In 2009, a similar launch from an east coast site took place on the second day of a five-day window.

The United States, Japan, Britain and others say the launch would constitute a provocation and would violate UN Security Council resolutions banning North Korea from developing its nuclear and missile programmes.

Experts say the Unha-3 carrier is similar to the type of rocket that could be used to fire a missile mounted with a nuclear warhead to strike the US or other targets.

The launch and Kim's formal ascension to top posts comes during a week of events leading up to celebrations on Sunday marking the 100th anniversary of the birth of Kim Il Sung.

The centennial is a major milestone in the nation Kim founded in 1948, and the streets of the capital, Pyongyang, were awash with new posters, banners and the national flag. The streets were busy with women clad in traditional Korean dresses and children waving red flags.

The Taedong River flyover of fighter jets was practice for a military parade, officials said. North Korea's army celebrates its 80th anniversary later this month.

The expected satellite launch is one of the marquee events this week. North Korean space officials call the launch of the Unha-3 rocket, mounted with an earth observation satellite, a "gift" to Kim Il Sung. They said on Wednesday that the final step of injecting fuel into the three-stage rocket was under way in the coastal hamlet of Tongchang-Ri.

"We are injecting fuel as we speak," Paek Chang Ho, chief of the space committee's General Command Centre, told reporters given a chance to visit the control centre outside Pyongyang.
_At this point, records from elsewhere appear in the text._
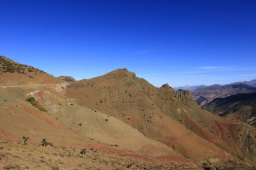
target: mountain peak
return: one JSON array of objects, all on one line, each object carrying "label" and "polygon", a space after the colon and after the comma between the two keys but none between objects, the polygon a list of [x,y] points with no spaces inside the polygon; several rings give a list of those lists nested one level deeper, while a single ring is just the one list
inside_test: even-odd
[{"label": "mountain peak", "polygon": [[105,75],[115,75],[118,77],[121,76],[131,76],[131,77],[135,77],[135,73],[133,72],[131,72],[128,71],[127,69],[117,69],[115,71],[113,71]]}]

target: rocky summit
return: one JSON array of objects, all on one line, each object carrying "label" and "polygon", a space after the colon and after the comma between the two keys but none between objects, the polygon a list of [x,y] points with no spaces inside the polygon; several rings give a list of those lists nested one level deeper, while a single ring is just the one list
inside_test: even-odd
[{"label": "rocky summit", "polygon": [[203,110],[188,91],[156,87],[127,69],[73,81],[0,59],[1,169],[256,165],[255,128]]}]

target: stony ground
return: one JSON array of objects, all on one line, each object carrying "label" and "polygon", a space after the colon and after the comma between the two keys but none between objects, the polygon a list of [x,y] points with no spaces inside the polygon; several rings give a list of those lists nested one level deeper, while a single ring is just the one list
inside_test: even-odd
[{"label": "stony ground", "polygon": [[145,161],[94,148],[22,145],[0,142],[0,169],[201,169],[197,165]]}]

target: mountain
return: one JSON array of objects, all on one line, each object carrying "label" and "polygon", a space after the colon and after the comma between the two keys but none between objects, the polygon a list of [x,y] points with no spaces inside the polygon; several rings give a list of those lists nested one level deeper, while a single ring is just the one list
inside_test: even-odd
[{"label": "mountain", "polygon": [[36,85],[63,82],[43,71],[0,56],[0,85]]},{"label": "mountain", "polygon": [[[15,157],[15,163],[25,159],[22,163],[34,169],[57,169],[51,166],[63,164],[70,169],[81,169],[77,164],[133,169],[161,169],[166,163],[177,169],[256,165],[255,128],[202,110],[189,91],[177,92],[168,84],[156,87],[125,69],[66,83],[36,69],[30,75],[33,67],[3,60],[25,71],[3,71],[0,77],[0,140],[11,141],[0,142],[5,153],[0,168],[13,163],[16,153],[26,152],[28,158]],[[29,136],[28,146],[19,144],[22,136]],[[38,146],[43,138],[54,147]],[[82,148],[94,157],[86,165],[76,153]],[[49,159],[42,161],[42,155]],[[125,165],[117,162],[119,158]],[[63,162],[53,165],[49,159]],[[44,161],[48,164],[36,167]]]},{"label": "mountain", "polygon": [[256,87],[249,85],[253,85],[253,82],[255,81],[249,81],[248,83],[238,82],[224,85],[215,84],[209,86],[187,87],[185,89],[191,91],[196,102],[202,106],[216,98],[224,98],[238,93],[256,92]]},{"label": "mountain", "polygon": [[74,82],[76,81],[75,78],[73,78],[72,77],[70,77],[70,76],[66,76],[66,75],[59,76],[57,78],[61,79],[61,80],[65,81],[67,83]]},{"label": "mountain", "polygon": [[241,120],[256,126],[256,93],[232,95],[214,99],[203,108],[233,120]]},{"label": "mountain", "polygon": [[81,105],[121,120],[186,158],[203,160],[209,157],[205,153],[216,159],[222,153],[224,159],[232,152],[251,155],[251,151],[242,151],[247,142],[236,138],[247,125],[202,110],[188,91],[179,93],[168,84],[157,88],[126,69],[76,81],[67,86],[64,93]]},{"label": "mountain", "polygon": [[234,84],[237,84],[237,83],[244,83],[244,84],[247,84],[247,85],[249,85],[249,86],[256,87],[256,79],[249,81],[243,81],[243,82],[234,83]]}]

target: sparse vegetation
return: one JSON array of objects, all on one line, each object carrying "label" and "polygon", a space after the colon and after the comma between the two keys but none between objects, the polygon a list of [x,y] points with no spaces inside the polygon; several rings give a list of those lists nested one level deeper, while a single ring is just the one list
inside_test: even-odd
[{"label": "sparse vegetation", "polygon": [[47,112],[47,110],[44,107],[42,107],[39,103],[39,101],[36,100],[33,97],[28,97],[26,100],[30,102],[30,104],[32,104],[34,107],[38,108],[39,110],[44,112]]},{"label": "sparse vegetation", "polygon": [[23,142],[22,142],[22,144],[24,145],[26,145],[27,144],[27,141],[30,138],[28,136],[28,137],[26,137],[25,136],[22,136],[22,139],[23,139]]},{"label": "sparse vegetation", "polygon": [[45,138],[43,138],[41,142],[41,145],[43,146],[53,146],[53,144],[51,142],[48,142]]},{"label": "sparse vegetation", "polygon": [[86,148],[83,148],[81,151],[80,151],[80,153],[82,154],[82,155],[85,155],[86,153]]}]

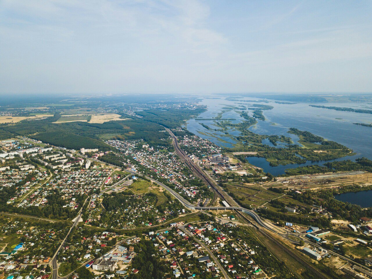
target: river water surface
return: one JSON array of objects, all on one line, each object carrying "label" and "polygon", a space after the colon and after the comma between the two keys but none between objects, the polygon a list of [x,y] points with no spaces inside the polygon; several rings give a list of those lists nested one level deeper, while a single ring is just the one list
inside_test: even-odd
[{"label": "river water surface", "polygon": [[[287,132],[290,128],[297,128],[302,131],[310,132],[324,138],[334,141],[352,149],[356,155],[339,158],[335,160],[320,161],[318,162],[307,161],[304,164],[290,164],[286,166],[271,167],[264,158],[255,157],[247,157],[249,162],[263,169],[265,172],[270,172],[274,175],[285,173],[287,169],[299,166],[317,164],[323,165],[326,162],[332,161],[342,161],[349,159],[354,160],[362,157],[372,160],[372,128],[353,123],[372,123],[372,115],[350,112],[340,111],[333,110],[313,108],[309,105],[325,105],[327,106],[337,106],[365,109],[366,104],[363,103],[298,103],[293,104],[278,104],[273,100],[267,100],[269,103],[242,102],[241,100],[259,100],[259,98],[251,97],[239,99],[239,101],[226,100],[224,97],[219,99],[204,99],[199,103],[207,106],[208,110],[201,113],[198,117],[209,118],[216,117],[218,114],[225,110],[223,108],[227,105],[235,106],[245,106],[249,104],[259,104],[272,106],[274,108],[270,110],[263,110],[266,118],[265,121],[258,120],[257,124],[249,128],[250,130],[257,134],[264,135],[284,135],[291,137],[294,142],[298,143],[298,137]],[[222,118],[235,118],[232,121],[237,122],[244,120],[235,112],[235,110],[246,110],[242,108],[240,110],[233,110],[226,111],[222,115]],[[208,130],[200,125],[202,123],[212,129],[217,129],[213,126],[213,121],[210,120],[198,121],[195,119],[186,122],[189,131],[203,138],[206,138],[217,145],[228,147],[233,147],[235,141],[231,137],[221,132]],[[217,133],[217,135],[212,133]],[[239,132],[231,129],[229,133],[236,135]],[[264,144],[270,145],[268,140],[264,140]],[[279,145],[277,147],[283,147],[285,145]]]}]

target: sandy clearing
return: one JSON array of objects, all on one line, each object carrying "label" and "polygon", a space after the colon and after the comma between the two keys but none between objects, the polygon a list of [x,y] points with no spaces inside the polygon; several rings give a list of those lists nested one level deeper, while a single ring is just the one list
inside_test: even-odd
[{"label": "sandy clearing", "polygon": [[25,119],[35,119],[52,116],[52,114],[39,114],[33,116],[0,116],[0,123],[15,123]]}]

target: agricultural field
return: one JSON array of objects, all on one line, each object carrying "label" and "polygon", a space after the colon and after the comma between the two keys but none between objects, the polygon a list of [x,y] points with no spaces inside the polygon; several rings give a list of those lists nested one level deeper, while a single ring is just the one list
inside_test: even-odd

He said the rocket would be ready for liftoff as soon as engineers were given the green light. North Korea has informed international aviation, maritime and telecommunications authorities that the launch will take place between yesterday and Monday.

Because liquid rocket fuel is highly volatile and corrosive, its injection into the rocket is usually one of the final steps in the pre-launch process, experts say. But the weather, and particularly the wind, could force delays.

An analysis of recent satellite images shows preparations appear complete, according to the US-Korea Institute at Johns Hopkins School of Advanced International Studies.

Images taken by a commercial satellite earlier in the week revealed increased activity at an instrumentation site that will track and collect data from the rocket to be passed to the launch control centre.

A mobile radar tracking antenna was also removed from its stowed position, indicating it had been checked out for operations. The analysis for the institute's website, 38 North, also says a mobile optical system appears to have been set up to track the rocket's flight.

The planned launch was a focus of discussions among foreign ministers from the Group of Eight leading industrialised democracies.

"I think we all share a strong interest in stability on the Korean peninsula, and we will be discussing how best to achieve that as well," US Secretary of State Hillary Clinton told her colleagues in Washington.

Paek denied that the launch was anything but a peaceful civilian bid to send a satellite into space.